Si su trabajo consiste inescapablemente en estar ahí, médicos,
enfermeras y demás tiene la responsabilidad adicional de cuidar a sus
propios familiares y allegados. De cuidarse a sí mismos y mismas de
manera prioritaria y estratégica. Nadie se expone a mayores cargas del
virus que ellos y ellas. Según datos oficiales, para la fecha señalada
60 por ciento de los contagios eran en mujeres,
principalmente enfermeras. Setenta por ciento de los fallecidos eran varones de entre 50 y 69 años. De éstos, 49 por ciento eran médicos.
La oportunidad hace al héroe, pero también lo destruye. Este heroísmo
no es voluntario. Hasta las vocaciones de raíz profunda y el altruismo
de los temperamentos privilegiados se encuentran a prueba. Para esto se
entrenaron y les pagan. Los médicos juramentaron, y los más serios
siguen estudiando, pues pocas educaciones son tan continuas como la
suya.
Su trabajo consiste en tratar con la gente enferma, en su recuperación o su muerte.
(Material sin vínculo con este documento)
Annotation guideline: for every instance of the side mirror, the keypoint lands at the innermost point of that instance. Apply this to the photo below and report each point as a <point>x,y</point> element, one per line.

Igual que los policías y los juntacadáveres, se
supone que están acostumbrados. Pero no tanto. Un médico no se
acostumbra a la muerte, para él o ella no existen fiambres, sino
fracasos. El dolor de las personas cobra una cuota emocional elevada en
médicos y enfermeras. Cuántos quisieran no lidiar con los afectados de
la pandemia, uno tras otro, en un flujo que inunda los hospitales. En
otros países hermanos de América Latina hemos visto nosocomios
colapsados, ataúdes empaquetados y amontonados, personal de salud
rebasado, cansadísimo hasta el extremo absurdo de los modelos
filosóficos camusianos que se resumen en la figura de Sísifo.
Por supuesto acumulan también fallas, negligencias, burocratismos
groseros, pero la pandemia no pueden minimizarla. Ya no hay lugar para
esos internistas prestigiosos que con desdén ignoraron influenzas en el
pasado y murió gente que debería seguir viva. Para la ciudadanía, así
como para el Estado, es un deber proteger, alentar y respetar los
esfuerzos del personal sanitario, y agradecer lo que hacen por todos a
un costo personal muy alto. Hoy ni los galenos más vanidosos pueden
jugar a Dios. Se saben hechos del mismo barro. El nuevo coronavirus los
ha hecho modestos, frágiles, socialmente indispensables. No nos
abandonan, no podemos dejarlos solos.